#  >  > General Discussion >  >  > Occult >  >  >  Noncorporeal Beings

## Gazeeboh

What do they do?

I just read some article about how spirits of the leaf people made marijuana in some pact with the crystal people in an effort to harvest human thoughts and emotions for a glowing pi symbol in the leaf realm.

Thats cool, and you should read it too. But..

What is the point? What are they doing? Is the spirit world the same as ours but with different flavors, new shiny things, bizzare locations and wrong physics? Are they really just as boring as we are, toiling away and working their spiritual asses off for some goal oriented task?

The most prevelant theory is that they all want a piece of the physical. They all want in, or at least to have a role to play from the sidelines. They usually use us, humans, to achieve this aim. They give us wonderful gifts and most are a distraction while they do there work through us.

Invocation, evocation. Do we just call them here for a little trading. You scratch my hairy monkey back and i'll scratch your ectoplasm?

What are you thoughts on the aims of the spirit world? Are they up to something totally mind blowing and incomprehensible to us silly men and women, or are they really not so different?

Please enjoy your stay and remember todays special is clam chowder. enjoy.

----------


## OneSixTheAntiVirus

The spirit world is a difficult subject to discuss intelligently simply because we know so little about that aspect of life. I can only speculate so bear with me. I think spirit beings are very similar to us in that there are benevolent ones, malevolent ones, and indifferent ones. Wherever you go in this universe control and manipulation are there and since we can assume that spirits are very powerful and intelligent beings, a certain amount of trepidation overcomes me whenever I think about such things because I know how dumb I am. 

Intriguing insight about the origins of marijuana, Gaz. Where can I read more?

----------


## Gazeeboh

Thanks guys. Your input is wonderful.

I read it on RealitySandwich

http://www.realitysandwich.com/green...world_part_1_2

So, human ghosts I can see going on to be humans. At least until they turn into something else, like a demi-god or toad (which might be the same thing from an archetypal point of view)
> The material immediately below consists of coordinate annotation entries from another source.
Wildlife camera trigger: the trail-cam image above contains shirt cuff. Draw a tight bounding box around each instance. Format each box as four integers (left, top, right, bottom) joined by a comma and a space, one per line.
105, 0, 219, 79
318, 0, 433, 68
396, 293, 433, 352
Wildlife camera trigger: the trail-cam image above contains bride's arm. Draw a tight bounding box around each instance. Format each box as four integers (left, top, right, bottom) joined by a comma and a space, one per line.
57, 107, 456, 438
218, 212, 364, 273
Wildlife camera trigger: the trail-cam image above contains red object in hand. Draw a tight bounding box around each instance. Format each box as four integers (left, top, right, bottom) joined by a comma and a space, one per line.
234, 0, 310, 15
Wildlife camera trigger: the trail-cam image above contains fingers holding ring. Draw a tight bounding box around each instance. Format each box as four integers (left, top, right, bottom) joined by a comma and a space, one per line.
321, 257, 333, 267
But the other spirits, the ones who aren't in our physical reality, do the same stuff as us? 

Maybe I'm getting it wrong. Maybe they aren't "un physical". I think more likely, that they are just on another level, higher vibes or something hokey like that. Maybe we aren't quite real to them, just some whispy ghost stuffs, while thier world is the most solid and real. 

Once I look at it like that it makes a bit more sense. But still....

Is there no reality that is so mind blowingly different from our own? Are they all full of work in such a familiar fashion? Are they all so goal oriented? Is there not some far flung existence that has nothing to do with anything we can concieve of?

I guess we can't tell, because if we could, then it would be known.

Ugh

What are you guys up to after you die?

----------


## Nefilim

I'm sorry, but everytime I see this all I can think of is 'CORPOREAL JIGSORE QUANDRY', I had to mention it.

----------


## Gazeeboh

I never got into that stuff. Just metal. Now I just like sexy music and most recently I'm enjoying Eagles of Death Metal "Heart On" maybe a bit too much. You really haven't seen sexy until you have seen their singer Boots Electric.

Do you think other world guys dig music?

----------


## Royal Heart

I think OneSixTheAntiVirus nailed it. There's some interesting ideas in Chinese mythology about every spirit have a rank and a function in a formally organized Celestial Bureaucracy. It was said that the bureaucratic systems of the Chinese Empires were modeled after those in Heaven and that it was Heaven who gave its authority for the Emperor to rule.

So this means that every god had another god it answered to, and others it had to look after and provide for. If a spirit did something it wasn't supposed to do, it was its superiors' duty to deal with it.

There's a fascinating tidbit from Japan regarding a kitsune (fox spirit) where Toyotomi Hideyoshi, a high government official, wrote a letter to Inari (the Japanese kami of fertility, rice, agriculture, foxes, industry, and worldly success).




> To Inari Daimyojin,
> 
> My lord, I have the honor to inform you that one of the foxes under your jurisdiction has bewitched one of my servants, causing her and others a great deal of trouble. I have to request that you make minute inquiries into the matter, and endeavor to find out the reason of your subject misbehaving in this way, and let me know the result.
> 
> If it turns out that the fox has no adequate reason to give for his behavior, you are to arrest and punish him at once. If you hesitate to take action in this matter I shall issue orders for the destruction of every fox in the land. Any other particulars that you may wish to be informed of in reference to what has occurred, you can learn from the high priest of Yoshida.

----------


## PerfectCell

Their are a lot of crystals in my bud :P 

Yummy.

----------


## Manbearpig

Interesting post. I'd like to read more about it.

The concept of spiritual beings is a difficult one for me as there are so many differing explanations and theories and so many new age "inventions".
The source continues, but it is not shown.